Sydnee, LOL! Couldn't have said it better myself :)

Patrick, wouldn't that pretty much kill my career as a romance author?

Elizabeth, I'm with you on loving character-drive stories (heavy emphasis on the characters). Yet another area in which Crusie is the master.

Thanks for reading, guys!


Anonymous said...

I do try to keep an open mind while reading just about anything. That said, I've never read a romance novel more modern than Jane Eyre. *shrugs*

Who knows but that you might convince me, good lady?

Martina Boone said...

I LOVE Jenny Crusie. Plus paranormal. Plus (duh, YA writer) kids. YAY! I can't wait for August. Love the post. You made me laugh out loud.


Lani Woodland said...

It's good to step outside our usual preferences sometimes, isn't it? I'm so glad you like it. I love paranormal. I have a hard time with non-fiction books.

Claire Dawn said...

I just read and loved Jodi Piccoult's "The Pact" a week after I decided I was done with grown-up fiction unless it was humourous chick lit. lol.

Unknown said...

There are some things I don't like in books, but I'm a librarian and I have to keep an open mind. So I read everything.

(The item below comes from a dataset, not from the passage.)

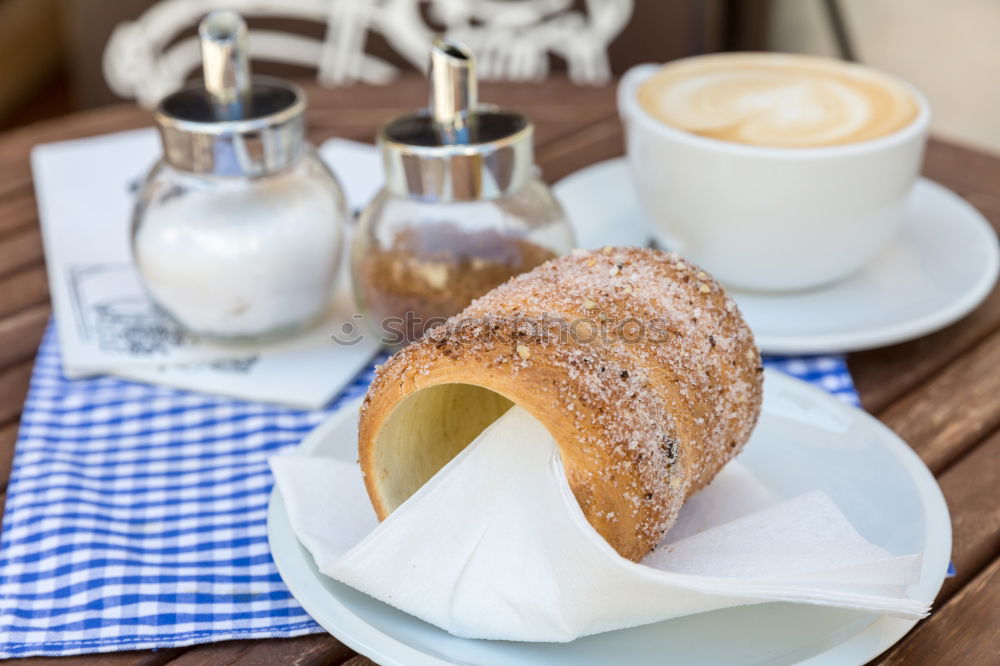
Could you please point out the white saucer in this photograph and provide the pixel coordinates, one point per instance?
(943, 264)
(806, 439)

Have I been pleasantly surprised? Yes.(I didn't think I'd like The Hunger Games when it came out.) Have I been disappointed by books in genres I usually love? Yes again.

The point never know. I never read historical romance, but this summer I found some that I absolutely love. If I didn't have an open mind, I'd have missed out.

I think that philosophy applies to life, too.